When a user interacts with the Console and API requests need to be made to a given Cloud Foundry endpoint, these are sent to the API Server along with a custom http header which indicated which endpoint(s) the requests should be send to. The API Server will forward the request to the appropriate endpoints, first looking up the access and refresh tokens required to communicate with the endpoint(s). If any access token has expired, it will use the refresh token to obtain a new access token.
Stratos UI can be deployed in a number of environments:
- Deployed in Cloud Foundry, as an application. See guide
- Deployed in Kubernetes, using a Helm chart. See guide
- Deployed in Docker, using docker compose. See guide
- Deployed in Docker, single container deploying all components. See guide
There are differences between the deployments as follows:
In this case, Stratos is deployed in a manner optimized for the management of a single Cloud Foundry instance. The 'Endpoints Dashboard' that allows multiple Cloud Foundry endpoints to be registered is not deployed. An extra component is deployed that detects that the Console is running as Cloud Foundry which does the following:
- Automatically detects the Cloud Foundry endpoint and located the UAA Endpoint to use for authentication
- Authenticates directly against the UAA for the Clound Foundry where the Console is deployed and assumes that Cloud Foundry admins are also Console admins (the UAA Scope 'cloud_controller.admin' is used to identify admins)

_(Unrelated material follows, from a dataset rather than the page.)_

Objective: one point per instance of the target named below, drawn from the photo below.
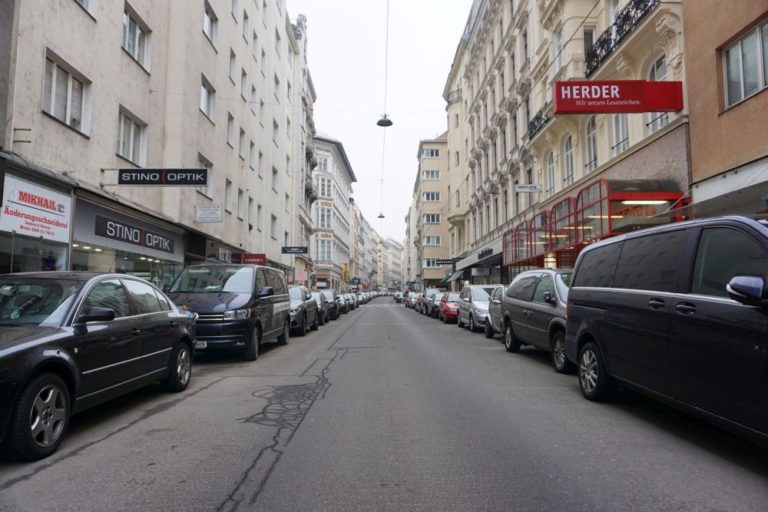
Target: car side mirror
(96, 314)
(748, 290)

- Uses a SQLite database rather than Postgres
- Automatically connects to the Cloud Foundry endpoint when a user logs in to simplify the user flow when using the Console in this case
In this case, the front-end web application static resources are served by the API Server back-end rather than a separate web server.
A non-persistent SQLite database is used - by automatically registering the cloud foundry endpoint and connecting to it on login, all data stored in the database can be treated as ephimeral, since it will be re-created next time a user logs in. Cloud Foundry Session Affinity is used to ensure that when scaling up the Console Application to multiple instances, the user is also directed to the instance which will know about them and their endpoints (since each Application instance will have its own local SQLite store).
In this case, a Helm chart is used to deploy the Console into a Kubernetes environment.
At the outer-level there are two services - the external service that provides the Console itself and a private service that provides a Postgres DB to the Console service.
The Console service is provided by a deployment consisting of two containers, one providing the static front-end web application resources, served by an nginx instance, the other providing the API Server back-end.
In this case, Docker Compose is used to deploy the Console into Docker. The docker compose file describes 4 services:
- postgres - providing a Postgres DB for Console
- goose - to initialize the Postgres DB with the Console DB schema
- nginx - providing an nginx server that serves the front-end web application resources
- proxy - providing the back-end API Server
In this case, a single Docker image is run in a container that hosts all services together. SQLite is used as the database, so any endpoint metadata registered is lost when the container is destroyed.
This deployment is recommended only for trying out the Console and for development.